Chapter Fifty-Three: A Bad Feeling

Gerbald saw that the bosun and Torbjörn were still shooting the breeze up on the castle deck. They noticed him leaving the ship and heading for shore, and called after him. "Gerbald, have you seen Pam?" the bosun's rich baritone voice carried clearly across the growing evening breeze.

"No, I'm just going to go have a look for her. She was going to walk up to the high fields. She probably got stopped on her way back by colonists wanting to talk." Gerbald kept his voice light, but there was a bad feeling growing within him. It was unlike Pam to stay out by herself this close to dusk.

The two Swedes looked at each other worriedly. Torbjörn called to him "Shall we come with you?"

Gerbald almost told them that honestly, a couple of sailors used to the confines of a ship's deck would just slow him down on a hike, but held his tongue. "No, I think it's best you be here in case I miss her, and she comes back. If that happens, tell her to stay put and enjoy her dinner. I'll be back in an hour or so after taking a stroll around up there."

This failed to make their Swedish friends look like they felt any better. "Don't worry, Pam is a very experienced outdoors-woman! She's fine, I'm sure!" Gerbald added cheerfully, wishing he was actually so sure. One thing any soldier and woodsman that had attained Gerbald's august age of fifty-four could rely on was a strong sixth sense. He didn't like what his was telling him right now, but he nonchalantly waved at the bosun and Torbjörn before heading up the dock at as fast a clip as he could without seeming to run. Once he was out of sight behind the town's sturdy timber walls, he broke into a jog.

"Have you seen Captain Pam?" he called to those he passed. Those who had seen her told him she had been heading up the hill, but that was hours ago, in the early afternoon. Soon, Gerbald was leaving the growing town, following the hard dirt paths upwards. He paused at a crossroads. To the left was the cemetery and the prison, he was quite sure she wouldn't go that way. He headed to the right , keeping just outside the treeline. Soon he was rewarded with sign that Pam had passed this way, a bent stem of grass here, a fallen petal there. Pam didn't leave much of a trail. He had trained her well in their years trekking around the wild places of the State of Thuringia-Franconia, but Gerbald knew just what to look for. Here she had stopped and smelled the blossom of a flowering tree, jostling its branches, there she had knelt down to get her scope out for a better look at a bird, leaving a light depression in the ground cover. Only an expert tracker, and moreover, an expert on Pam Miller, could follow her in the growing gloom, and Gerbald hurried his pace. He almost missed the spot where she had left the treeline to cut across the open meadows of the high field. She had, probably operating on what was now second nature to her, chosen an open area of hard scrabble that few things could grow in, stepping carefully so as not to leave any prints. Gerbald was proud of his student, and cursed himself for having taught her so well. In his heart he knew that his ability to track her might mean her life.

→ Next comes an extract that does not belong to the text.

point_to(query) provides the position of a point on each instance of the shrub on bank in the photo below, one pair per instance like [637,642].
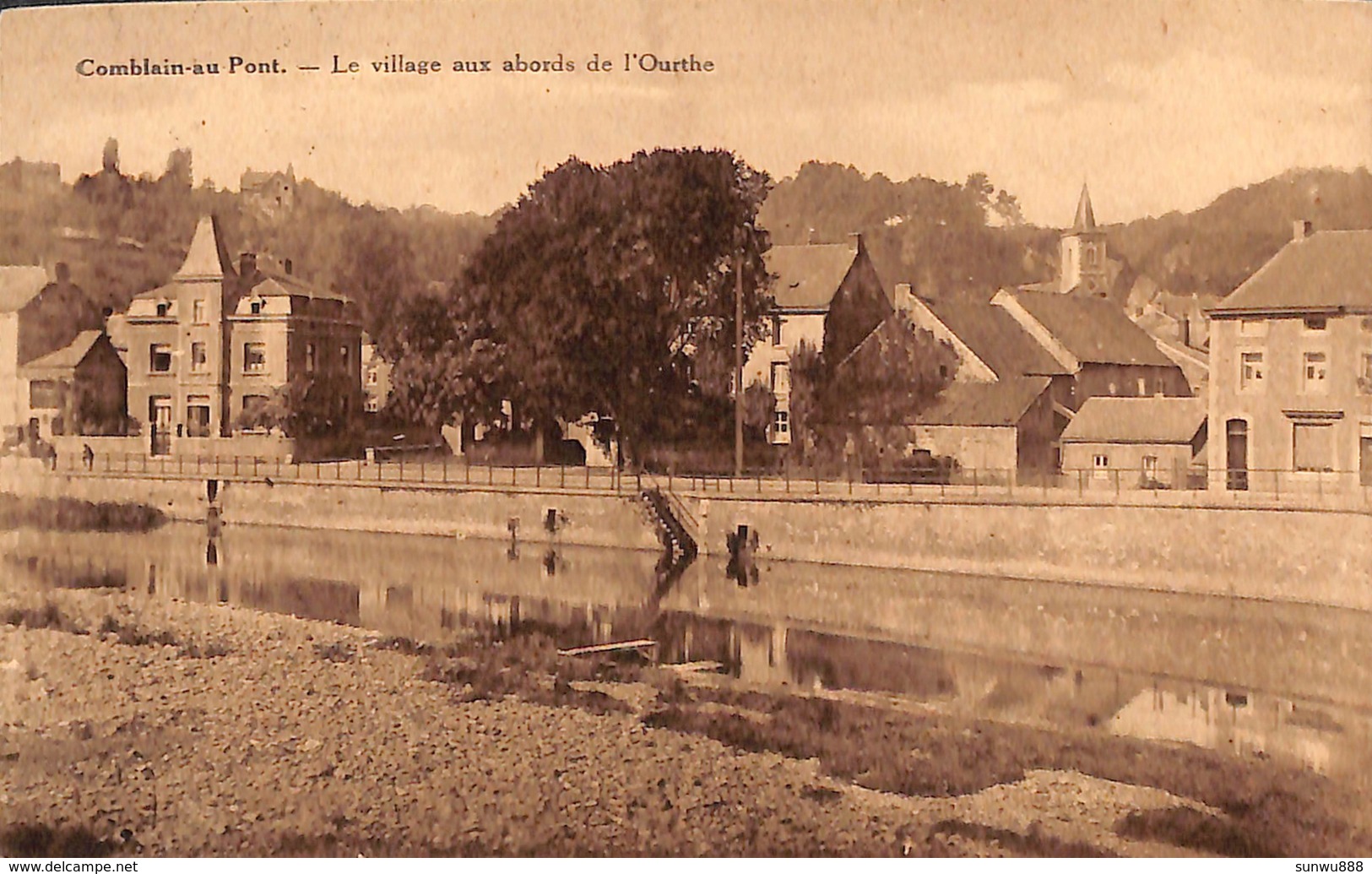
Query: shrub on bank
[73,515]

Reaching the far treeline, he quickly found the place she had stopped to rest, first noticing the older marks the enslaved Swedish women had left during their foraging mission. Next, he found the small cairn of stones Pam had left to mark the spot.

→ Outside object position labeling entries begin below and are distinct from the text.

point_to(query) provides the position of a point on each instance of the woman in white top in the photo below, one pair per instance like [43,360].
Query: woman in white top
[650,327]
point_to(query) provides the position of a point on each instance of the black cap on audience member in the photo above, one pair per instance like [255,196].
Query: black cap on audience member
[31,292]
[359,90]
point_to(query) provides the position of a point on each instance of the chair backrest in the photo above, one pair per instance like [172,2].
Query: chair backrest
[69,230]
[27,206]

"So, here is where you first met Bengta," Gerbald whispered to himself. Now, which way? Instead of heading back down the hill, he found her path leading still upwards. His heart sank as he closed in on the far reaches of the clear cut fields, the treeline a wall of giants brooding in the deepening gloom, still no Pam. A freezing dagger plunged though his heart. There, lying in the grass at the forest's edge, was her grandmother's walking stick.